No, but the bond is mysterious
No.
It is said of a fictional crime boss that he re-emerged after the Disaster and not so much fought his way to the top as looked around, saw where his competition was, declared himself to be at the top, and watched to see who fell into place around him.
I would postulate the same for happiness. In fact, that was my first application of the concept expressed in the story: Are we happy, or do we simply call ourselves happy?
In the West, it is easily possible to answer, "We are happy." My mother certainly did, and while she seems to have made the claim stick despite everything else, I have yet to figure out the components of her personal happiness. For many others, though, that happiness is illusory, a surrogate invested in worldly distraction. Sufis and Buddhists alike have long had much to say on such points.

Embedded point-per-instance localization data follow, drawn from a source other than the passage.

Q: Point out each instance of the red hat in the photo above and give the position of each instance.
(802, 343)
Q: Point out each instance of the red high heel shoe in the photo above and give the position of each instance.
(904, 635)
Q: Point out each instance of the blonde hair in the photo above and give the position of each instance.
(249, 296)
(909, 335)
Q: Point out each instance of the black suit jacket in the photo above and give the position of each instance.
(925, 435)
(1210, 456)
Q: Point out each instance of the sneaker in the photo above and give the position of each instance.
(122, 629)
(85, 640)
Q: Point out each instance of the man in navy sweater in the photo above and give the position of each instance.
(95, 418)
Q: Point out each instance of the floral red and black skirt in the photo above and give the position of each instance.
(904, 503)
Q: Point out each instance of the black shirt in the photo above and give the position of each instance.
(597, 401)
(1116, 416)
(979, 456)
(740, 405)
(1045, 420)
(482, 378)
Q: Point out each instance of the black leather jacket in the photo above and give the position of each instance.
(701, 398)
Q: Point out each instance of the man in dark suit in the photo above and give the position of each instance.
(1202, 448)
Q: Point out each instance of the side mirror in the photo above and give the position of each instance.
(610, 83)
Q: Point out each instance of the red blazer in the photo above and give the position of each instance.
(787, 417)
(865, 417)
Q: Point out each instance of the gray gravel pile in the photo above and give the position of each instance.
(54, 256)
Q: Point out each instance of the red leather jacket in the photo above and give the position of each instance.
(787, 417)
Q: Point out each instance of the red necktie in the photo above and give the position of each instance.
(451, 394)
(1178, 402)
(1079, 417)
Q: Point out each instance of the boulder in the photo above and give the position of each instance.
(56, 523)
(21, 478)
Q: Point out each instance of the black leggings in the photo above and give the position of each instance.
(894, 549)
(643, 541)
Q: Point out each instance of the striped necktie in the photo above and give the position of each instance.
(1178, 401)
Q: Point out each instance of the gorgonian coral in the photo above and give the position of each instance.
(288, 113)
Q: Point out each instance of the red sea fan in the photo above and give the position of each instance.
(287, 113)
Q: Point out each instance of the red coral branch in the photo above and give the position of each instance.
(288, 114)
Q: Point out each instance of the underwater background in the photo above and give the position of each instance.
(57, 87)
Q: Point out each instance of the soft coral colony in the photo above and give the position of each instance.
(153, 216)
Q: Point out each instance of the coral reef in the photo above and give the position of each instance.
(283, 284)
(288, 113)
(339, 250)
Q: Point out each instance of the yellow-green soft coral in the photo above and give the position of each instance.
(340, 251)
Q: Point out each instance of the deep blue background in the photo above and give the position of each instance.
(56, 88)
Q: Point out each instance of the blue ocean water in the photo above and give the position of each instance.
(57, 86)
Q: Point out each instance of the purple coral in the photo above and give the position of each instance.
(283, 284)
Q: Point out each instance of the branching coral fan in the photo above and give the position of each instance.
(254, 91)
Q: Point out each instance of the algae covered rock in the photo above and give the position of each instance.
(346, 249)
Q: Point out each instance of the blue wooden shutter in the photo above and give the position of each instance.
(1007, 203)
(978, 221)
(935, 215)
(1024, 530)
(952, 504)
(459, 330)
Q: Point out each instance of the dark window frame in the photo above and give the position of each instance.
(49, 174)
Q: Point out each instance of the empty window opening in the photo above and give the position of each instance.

Norsefire's point that "being moral is being happy" is credible, but subjective: How happy can the moralist truly be, for instance, if constantly fretting over whether or not his neighbors are having un-Christian sex? In other words, the question arises of how we should define morality, or the state of being moral.
However, in the abstract, a moral balance will lead to happiness. As Camus concluded, we must presume Sisyphus is happy. The practical problem with that point, however, is that happiness seems to merely be. We cannot necessarily know that we are happy, and that is a pretty mystery. Rather, it is something we are, or might become, and not be worried with the question of whether or not we are happy.